Reading
John 15:12-17
12 My command is this: Love each other as I have loved you. 13 Greater love has no one than this: to lay down one’s life for one’s friends. 14 You are my friends if you do what I command. 15 I no longer call you servants, because a servant does not know his master’s business. Instead, I have called you friends, for everything that I learned from my Father I have made known to you. 16 You did not choose me, but I chose you and appointed you so that you might go and bear fruit—fruit that will last—and so that whatever you ask in my name the Father will give you. 17 This is my command: Love each other.
Comment
The love that Jesus asks us to exercise is a commandment rather than an emotion. This means that it must go beyond the feelings of the moment and particular likes, but it must represent a real choice. Love does not exclude the duty of correction, which must always be accompanied by gentleness and vigilance over oneself (Gal 6:1-2).
There is a close relationship between love and faith. Without the witness of charity, our faith is in vain and will not be credible.

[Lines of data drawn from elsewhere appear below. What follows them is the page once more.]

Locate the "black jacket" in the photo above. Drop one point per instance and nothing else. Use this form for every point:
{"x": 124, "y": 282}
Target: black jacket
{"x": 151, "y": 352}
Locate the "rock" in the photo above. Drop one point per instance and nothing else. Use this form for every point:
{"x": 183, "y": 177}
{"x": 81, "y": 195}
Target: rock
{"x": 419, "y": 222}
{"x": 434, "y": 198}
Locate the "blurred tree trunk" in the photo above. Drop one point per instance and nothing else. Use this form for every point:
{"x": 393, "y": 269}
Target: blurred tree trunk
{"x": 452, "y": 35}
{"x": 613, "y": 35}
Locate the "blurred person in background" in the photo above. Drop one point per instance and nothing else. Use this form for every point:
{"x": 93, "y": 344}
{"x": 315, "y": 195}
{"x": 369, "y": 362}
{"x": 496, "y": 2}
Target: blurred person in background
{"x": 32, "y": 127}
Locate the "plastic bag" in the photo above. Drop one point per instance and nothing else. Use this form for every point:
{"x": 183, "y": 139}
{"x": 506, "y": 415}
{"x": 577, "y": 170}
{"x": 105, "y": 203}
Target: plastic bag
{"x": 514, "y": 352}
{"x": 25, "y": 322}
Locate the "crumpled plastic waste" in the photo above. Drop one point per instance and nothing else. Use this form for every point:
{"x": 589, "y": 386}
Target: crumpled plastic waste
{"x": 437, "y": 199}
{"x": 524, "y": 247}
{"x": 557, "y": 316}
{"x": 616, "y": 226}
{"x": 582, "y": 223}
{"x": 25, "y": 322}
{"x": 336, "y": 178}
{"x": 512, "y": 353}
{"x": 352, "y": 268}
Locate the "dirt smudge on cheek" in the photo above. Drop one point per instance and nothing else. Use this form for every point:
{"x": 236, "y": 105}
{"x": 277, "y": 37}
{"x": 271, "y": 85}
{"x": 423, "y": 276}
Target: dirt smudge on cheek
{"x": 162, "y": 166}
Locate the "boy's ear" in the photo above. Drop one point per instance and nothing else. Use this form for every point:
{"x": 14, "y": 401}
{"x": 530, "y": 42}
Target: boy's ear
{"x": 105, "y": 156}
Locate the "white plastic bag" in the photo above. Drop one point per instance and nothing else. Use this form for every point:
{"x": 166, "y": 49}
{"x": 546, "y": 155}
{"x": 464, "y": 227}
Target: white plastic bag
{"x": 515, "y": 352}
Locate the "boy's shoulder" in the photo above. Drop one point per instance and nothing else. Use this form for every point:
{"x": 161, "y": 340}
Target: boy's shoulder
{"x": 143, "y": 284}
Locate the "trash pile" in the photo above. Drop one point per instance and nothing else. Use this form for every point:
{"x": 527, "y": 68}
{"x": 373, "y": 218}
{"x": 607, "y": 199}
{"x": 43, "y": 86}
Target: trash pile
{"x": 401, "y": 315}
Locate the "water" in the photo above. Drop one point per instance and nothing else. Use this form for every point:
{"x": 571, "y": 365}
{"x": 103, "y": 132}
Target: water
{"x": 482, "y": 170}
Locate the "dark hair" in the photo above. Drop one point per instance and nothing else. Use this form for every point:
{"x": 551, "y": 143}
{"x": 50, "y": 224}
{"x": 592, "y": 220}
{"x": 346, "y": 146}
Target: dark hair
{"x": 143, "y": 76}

We will be friends of Jesus if we do what he commanded (v. 14). The love that is required of us is therefore an effective love, a faith that becomes industrious, not a sterile assent of the intellect or a devout sentimentality.
There is no room in the disciples for any form of spiritual pride because it is Jesus who chose them - "You did not choose me, but I chose you" (v. 16), regardless of their merits, just as Israel was constituted by God his chosen people to be independent of all merit.

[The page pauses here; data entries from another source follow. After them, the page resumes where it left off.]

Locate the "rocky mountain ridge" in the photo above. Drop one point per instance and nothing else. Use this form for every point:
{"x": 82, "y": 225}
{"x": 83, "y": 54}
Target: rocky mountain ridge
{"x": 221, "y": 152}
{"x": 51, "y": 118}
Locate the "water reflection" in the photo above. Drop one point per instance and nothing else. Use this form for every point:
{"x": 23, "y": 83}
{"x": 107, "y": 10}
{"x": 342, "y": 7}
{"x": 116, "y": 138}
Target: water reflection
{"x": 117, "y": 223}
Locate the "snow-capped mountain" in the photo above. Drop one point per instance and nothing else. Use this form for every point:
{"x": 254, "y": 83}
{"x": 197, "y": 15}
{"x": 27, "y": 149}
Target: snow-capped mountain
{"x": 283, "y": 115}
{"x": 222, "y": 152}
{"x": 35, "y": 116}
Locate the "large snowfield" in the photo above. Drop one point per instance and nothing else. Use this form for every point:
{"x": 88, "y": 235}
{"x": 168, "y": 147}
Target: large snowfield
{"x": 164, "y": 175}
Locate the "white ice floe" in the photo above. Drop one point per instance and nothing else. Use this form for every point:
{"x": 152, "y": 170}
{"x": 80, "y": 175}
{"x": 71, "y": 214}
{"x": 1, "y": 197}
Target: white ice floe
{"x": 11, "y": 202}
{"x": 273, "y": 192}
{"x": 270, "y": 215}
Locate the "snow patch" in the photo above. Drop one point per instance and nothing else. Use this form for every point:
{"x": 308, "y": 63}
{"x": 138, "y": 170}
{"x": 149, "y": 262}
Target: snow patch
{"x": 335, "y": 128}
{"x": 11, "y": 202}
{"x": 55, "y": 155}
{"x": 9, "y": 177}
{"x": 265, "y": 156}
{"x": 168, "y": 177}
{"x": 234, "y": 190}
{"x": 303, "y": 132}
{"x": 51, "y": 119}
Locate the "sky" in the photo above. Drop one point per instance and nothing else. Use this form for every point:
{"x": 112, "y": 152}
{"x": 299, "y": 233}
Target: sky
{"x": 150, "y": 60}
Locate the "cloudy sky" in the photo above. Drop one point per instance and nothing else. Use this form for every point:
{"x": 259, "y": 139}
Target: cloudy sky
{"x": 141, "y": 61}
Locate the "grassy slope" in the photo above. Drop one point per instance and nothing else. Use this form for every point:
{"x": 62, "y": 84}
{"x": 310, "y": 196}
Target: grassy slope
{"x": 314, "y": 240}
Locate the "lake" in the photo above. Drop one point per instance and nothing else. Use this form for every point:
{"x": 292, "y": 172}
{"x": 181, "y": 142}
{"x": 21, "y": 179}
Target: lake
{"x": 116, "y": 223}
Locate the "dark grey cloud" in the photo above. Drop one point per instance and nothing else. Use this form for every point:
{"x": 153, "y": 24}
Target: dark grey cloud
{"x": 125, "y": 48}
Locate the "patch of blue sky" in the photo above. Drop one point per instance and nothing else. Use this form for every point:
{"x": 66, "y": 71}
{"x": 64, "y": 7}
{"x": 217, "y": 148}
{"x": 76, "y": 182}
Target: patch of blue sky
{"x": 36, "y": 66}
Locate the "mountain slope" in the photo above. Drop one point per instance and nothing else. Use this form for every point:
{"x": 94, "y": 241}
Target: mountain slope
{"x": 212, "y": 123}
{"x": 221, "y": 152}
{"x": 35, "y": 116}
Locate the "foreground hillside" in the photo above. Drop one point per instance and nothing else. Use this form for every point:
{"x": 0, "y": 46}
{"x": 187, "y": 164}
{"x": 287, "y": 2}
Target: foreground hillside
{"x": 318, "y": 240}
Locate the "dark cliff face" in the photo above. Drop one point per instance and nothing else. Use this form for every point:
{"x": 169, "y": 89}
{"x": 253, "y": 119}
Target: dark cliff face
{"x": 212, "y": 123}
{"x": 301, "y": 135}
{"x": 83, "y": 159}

Even the disciples have been "appointed" (v. 16): Jesus has entrusted them with a real and proper mandate, so that they may bear fruit. The fruit of this election is described by the New Testament and consists of good attitudes (Gal 5:22-23), righteousness (Phil 1:11), praise (Heb 13:15), and above all in the preaching of the gospel of salvation (Mt 28:18-20; Rm 1:13-16).
The investiture that Jesus bestows on his disciples is related to his example of total love (v. 12). Christians are called to follow the example of Jesus' sacrificial love on the cross, giving themselves to one another without reserve.

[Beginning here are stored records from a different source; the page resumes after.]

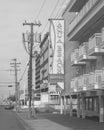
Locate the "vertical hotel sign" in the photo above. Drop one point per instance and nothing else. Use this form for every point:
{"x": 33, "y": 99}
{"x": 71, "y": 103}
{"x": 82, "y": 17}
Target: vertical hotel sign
{"x": 57, "y": 46}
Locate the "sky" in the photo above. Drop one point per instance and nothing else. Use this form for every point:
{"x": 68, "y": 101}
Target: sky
{"x": 12, "y": 15}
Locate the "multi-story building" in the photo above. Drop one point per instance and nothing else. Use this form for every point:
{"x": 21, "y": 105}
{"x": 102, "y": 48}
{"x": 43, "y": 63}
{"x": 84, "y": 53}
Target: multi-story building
{"x": 48, "y": 80}
{"x": 44, "y": 61}
{"x": 84, "y": 56}
{"x": 37, "y": 76}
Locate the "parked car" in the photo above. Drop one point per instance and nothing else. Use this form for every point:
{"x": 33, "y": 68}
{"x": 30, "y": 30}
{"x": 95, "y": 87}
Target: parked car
{"x": 9, "y": 107}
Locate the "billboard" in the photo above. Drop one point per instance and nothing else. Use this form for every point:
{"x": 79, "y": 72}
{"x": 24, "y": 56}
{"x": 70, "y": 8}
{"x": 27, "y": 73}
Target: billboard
{"x": 56, "y": 46}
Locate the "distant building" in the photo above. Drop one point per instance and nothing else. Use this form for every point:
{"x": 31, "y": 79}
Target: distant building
{"x": 84, "y": 57}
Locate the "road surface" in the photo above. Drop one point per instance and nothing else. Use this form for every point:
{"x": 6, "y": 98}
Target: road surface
{"x": 9, "y": 120}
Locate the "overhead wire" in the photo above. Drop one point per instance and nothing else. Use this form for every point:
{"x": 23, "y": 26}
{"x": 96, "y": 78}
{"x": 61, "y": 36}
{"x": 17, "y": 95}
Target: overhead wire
{"x": 40, "y": 9}
{"x": 51, "y": 15}
{"x": 57, "y": 15}
{"x": 23, "y": 73}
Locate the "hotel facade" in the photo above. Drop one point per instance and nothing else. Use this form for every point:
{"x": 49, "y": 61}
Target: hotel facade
{"x": 84, "y": 57}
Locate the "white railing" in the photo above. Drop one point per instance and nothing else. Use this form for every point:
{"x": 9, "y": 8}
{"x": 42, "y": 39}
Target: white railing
{"x": 83, "y": 49}
{"x": 95, "y": 41}
{"x": 82, "y": 13}
{"x": 74, "y": 55}
{"x": 93, "y": 80}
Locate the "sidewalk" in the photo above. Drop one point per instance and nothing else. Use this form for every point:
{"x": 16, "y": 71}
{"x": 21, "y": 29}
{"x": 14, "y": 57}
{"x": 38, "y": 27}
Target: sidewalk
{"x": 49, "y": 121}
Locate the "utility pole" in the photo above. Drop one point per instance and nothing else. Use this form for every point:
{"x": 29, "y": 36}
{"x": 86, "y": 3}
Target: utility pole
{"x": 15, "y": 65}
{"x": 31, "y": 45}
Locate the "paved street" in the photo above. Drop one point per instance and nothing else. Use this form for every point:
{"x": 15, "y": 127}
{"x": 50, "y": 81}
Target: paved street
{"x": 9, "y": 120}
{"x": 47, "y": 121}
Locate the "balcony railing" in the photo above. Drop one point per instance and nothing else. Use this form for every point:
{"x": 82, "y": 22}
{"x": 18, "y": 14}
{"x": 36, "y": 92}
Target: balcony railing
{"x": 83, "y": 53}
{"x": 95, "y": 45}
{"x": 74, "y": 58}
{"x": 91, "y": 81}
{"x": 82, "y": 13}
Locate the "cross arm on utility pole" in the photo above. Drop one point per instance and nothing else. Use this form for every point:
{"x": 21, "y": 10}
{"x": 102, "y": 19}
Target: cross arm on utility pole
{"x": 32, "y": 24}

Jesus assures that the prayer made in his name - that is, according to the needs of the kingdom of God - will be answered (v. 16). We must commit ourselves above all to asking for the mutual love that Jesus commands because this can only be obtained as a supernatural gift. There is no greater good because if there were charity everywhere, no other law would be necessary for men.
Prayer
Teach us to love, o Lord, as you have loved us; so that active charity produces fruits of conversion, to the praise of your Name. Amen.